The New York Times has described Erling Kagge as "a fascinating man. He's a philosophical adventurer or perhaps an adventurous philosopher", and the Financial Times identified Kagge as "something of a Renaissance man".

Kagge has been on the cover of Time Magazine and L'Uomo Vogue.

==Space Exploration==
In 2022, Kagge was engaged by the European Space Agency to provide an independent and objective assessment on the geopolitical, economic and societal relevance of human and robotic space exploration for Europe. The 12-person strong star-studded group, known as the “High Level Advisory Group” (HLAG), presented its independent report on the state of European space exploration to the 315th session of the ESA Council at ESA Headquarters in Paris on 23rd of March 2023.

==Personal life==
Kagge lives in Oslo and has three daughters: Nor, Ingrid and Solveig. Their mother, Jorunn Anne Salthella, died of pancreatic cancer in 2022.

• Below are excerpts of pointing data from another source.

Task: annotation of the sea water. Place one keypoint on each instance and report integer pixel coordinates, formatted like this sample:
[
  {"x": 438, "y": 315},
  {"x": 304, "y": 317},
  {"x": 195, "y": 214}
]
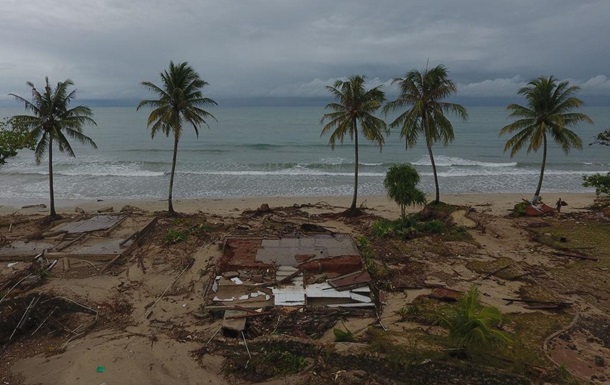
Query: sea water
[{"x": 279, "y": 151}]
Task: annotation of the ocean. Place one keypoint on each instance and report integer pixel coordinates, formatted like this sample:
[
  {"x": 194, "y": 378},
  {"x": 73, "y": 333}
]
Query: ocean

Kagge is a leading collector of international contemporary art. Five major European museums have dedicated shows of his collection in the last ten years: Astrup Fearnley Museum for Modern Art in Oslo, Fondacion van Gogh Arles in France, Sala Santander in Madrid, Museion in Bolzano, Italy and KODE in Bergen, Norway.

== Bibliography ==
- Kagge, Erling (1990). Nordpolen: Det siste kappløpet. J.W. Cappelens forlag. ISBN 82-02-12406-9.
- Kagge, Erling (1993). Alene til Sydpolen. Cappelen. ISBN 82-02-14087-0.
- Kagge, Erling (1994). Pole to Pole & Beyond. N. W. Damm & Son. ISBN 82-517-8082-9.
- Kagge, Erling (2007). Philosophy for Polar Explorers: What They Don't Teach You in School. Pushkin Press. ISBN 1-901285-69-3.
- Kagge, Erling (2015). A Poor Collector's Guide to Buying Great Art. Kagge Forlag
- Kagge, Erling (2015). Manhattan Underground. World Editions.
- Kagge, Erling (2017). Silence: In the Age of Noise. Pantheon. ISBN 15-247-3323-7.
- Kagge, Erling (2019). Walking: One Step At a Time. Knopf Doubleday ISBN 1524747858.
- Kagge, Erling (2019). Philosophy for Polar Explorers: An Adventurer´s Guide to Surviving Winter. Viking. ISBN 9780241404867.
- Kagge, Erling (2025). The North Pole: The History of an Obsession. Viking. ISBN 9780241645833.